Foi uma das tardes mais tranquilas que passamos no Uruguai. Era uma praia, eu sei, mas uma praia muito diferente de todas as que tínhamos visitado até hoje. Os animais, o vento frio, as conchinhas no chão, as casinhas no horizonte e o farol dão um ar muito especial para o lugar. É uma passeio delicioso e altamente recomendado!

Até mais, viajantes!

Mi Uruguay querido!!!

25 ago

Olá viajantes! Estamos vivos ainda!! 😀

Muitas coisas aconteceram no último ano: corremos, viajamos,  trabalhamos, cansamos. Enfim, acabamos ficando sem tempo para contar as nossas aventuras por aqui. Aos poucos, vamos recordando as histórias e postando as nossas viagens e nossas impressões, ok?

Vamos ver se consigo terminar de contar para vocês a viagem para o Uruguai, finalmente! Rs

Chegamos ao nosso primeiro destino, La Paloma, na noite do dia 03 de outubro de 2012, perto das 22:40. Embora as estradas por onde passamos não tenham iluminação, o asfalto é ótimo e a sinalização é muito bem posicionada.

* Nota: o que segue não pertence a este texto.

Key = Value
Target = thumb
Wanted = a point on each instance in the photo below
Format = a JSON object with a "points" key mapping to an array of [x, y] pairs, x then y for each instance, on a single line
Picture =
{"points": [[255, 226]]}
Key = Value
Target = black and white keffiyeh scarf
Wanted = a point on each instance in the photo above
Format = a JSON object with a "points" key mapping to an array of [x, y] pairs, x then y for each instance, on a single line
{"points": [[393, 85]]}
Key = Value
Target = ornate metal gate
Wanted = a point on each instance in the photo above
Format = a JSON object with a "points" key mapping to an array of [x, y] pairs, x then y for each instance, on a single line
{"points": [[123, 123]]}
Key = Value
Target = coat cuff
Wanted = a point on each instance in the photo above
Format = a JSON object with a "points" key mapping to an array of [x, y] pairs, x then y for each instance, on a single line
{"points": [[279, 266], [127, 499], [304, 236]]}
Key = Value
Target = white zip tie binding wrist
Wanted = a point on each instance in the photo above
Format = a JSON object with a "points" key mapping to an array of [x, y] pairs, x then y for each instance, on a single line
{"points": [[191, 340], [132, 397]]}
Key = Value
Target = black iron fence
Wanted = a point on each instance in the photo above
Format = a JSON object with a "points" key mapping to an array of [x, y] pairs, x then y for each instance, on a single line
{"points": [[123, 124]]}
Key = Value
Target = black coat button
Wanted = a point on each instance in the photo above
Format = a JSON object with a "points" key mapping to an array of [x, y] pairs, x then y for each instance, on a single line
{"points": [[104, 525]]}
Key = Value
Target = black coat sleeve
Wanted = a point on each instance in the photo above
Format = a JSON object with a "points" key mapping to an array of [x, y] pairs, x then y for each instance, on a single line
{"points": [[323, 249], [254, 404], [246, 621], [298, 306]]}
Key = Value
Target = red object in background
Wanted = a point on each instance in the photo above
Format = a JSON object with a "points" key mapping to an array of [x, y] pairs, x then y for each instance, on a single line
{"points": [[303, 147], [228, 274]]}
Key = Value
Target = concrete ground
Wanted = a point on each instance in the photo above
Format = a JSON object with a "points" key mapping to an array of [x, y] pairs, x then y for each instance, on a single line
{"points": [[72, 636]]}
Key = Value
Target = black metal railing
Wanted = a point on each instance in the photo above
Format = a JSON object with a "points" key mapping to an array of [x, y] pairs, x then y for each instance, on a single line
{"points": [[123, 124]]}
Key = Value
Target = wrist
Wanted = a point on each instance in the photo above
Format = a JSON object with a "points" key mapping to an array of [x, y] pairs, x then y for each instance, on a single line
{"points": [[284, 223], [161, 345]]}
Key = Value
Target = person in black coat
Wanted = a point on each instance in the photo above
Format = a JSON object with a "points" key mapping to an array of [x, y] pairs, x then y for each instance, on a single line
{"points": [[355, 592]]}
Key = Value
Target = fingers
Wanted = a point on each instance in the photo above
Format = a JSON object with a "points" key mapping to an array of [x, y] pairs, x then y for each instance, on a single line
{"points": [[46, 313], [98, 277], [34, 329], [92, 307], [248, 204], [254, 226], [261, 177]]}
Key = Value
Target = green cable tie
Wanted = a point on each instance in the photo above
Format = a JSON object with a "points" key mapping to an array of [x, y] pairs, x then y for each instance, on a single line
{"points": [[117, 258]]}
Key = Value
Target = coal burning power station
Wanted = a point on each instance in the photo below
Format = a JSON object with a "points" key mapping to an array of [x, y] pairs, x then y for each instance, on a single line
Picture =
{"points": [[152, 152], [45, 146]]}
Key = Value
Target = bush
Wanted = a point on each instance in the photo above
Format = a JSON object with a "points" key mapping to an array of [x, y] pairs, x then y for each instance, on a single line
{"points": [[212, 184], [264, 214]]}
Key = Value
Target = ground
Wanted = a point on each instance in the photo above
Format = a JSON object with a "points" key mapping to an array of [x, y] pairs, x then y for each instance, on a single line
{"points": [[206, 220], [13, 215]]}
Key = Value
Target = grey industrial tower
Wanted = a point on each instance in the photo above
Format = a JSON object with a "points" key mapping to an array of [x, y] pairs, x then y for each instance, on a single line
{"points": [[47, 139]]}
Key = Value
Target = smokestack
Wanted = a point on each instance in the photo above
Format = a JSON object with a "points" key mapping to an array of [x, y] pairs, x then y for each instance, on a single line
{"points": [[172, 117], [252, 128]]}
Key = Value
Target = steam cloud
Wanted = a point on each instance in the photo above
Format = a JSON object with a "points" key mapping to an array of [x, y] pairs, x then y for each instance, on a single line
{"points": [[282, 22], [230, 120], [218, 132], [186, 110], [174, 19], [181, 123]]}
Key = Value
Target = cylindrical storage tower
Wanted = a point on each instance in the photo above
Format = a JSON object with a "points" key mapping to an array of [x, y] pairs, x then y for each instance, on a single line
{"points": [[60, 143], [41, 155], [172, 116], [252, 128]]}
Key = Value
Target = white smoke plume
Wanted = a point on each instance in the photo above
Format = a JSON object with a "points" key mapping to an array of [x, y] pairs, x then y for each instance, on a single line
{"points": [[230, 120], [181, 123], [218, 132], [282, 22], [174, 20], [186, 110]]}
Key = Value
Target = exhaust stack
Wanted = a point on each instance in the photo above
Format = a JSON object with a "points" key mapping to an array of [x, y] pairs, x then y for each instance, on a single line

A velocidade média é de 90 Km/h.

Nos hospedamos em um hostel, que foi reservado pela internet, através do Booking – importante: baixe os aplicativos que você julgar necessários, salve as informações em um bloco de notas. Os serviços de roaming internacional são caríssimos (a Vivo cobra R$ 24,90 por DIA), e se você vai depender de Wi-Fi a viagem toda, é melhor se prevenir. Por conta disso, desligamos os sinais 3G do celular e nos comunicávamos por mensagens, quando o wi-fi estava disponível.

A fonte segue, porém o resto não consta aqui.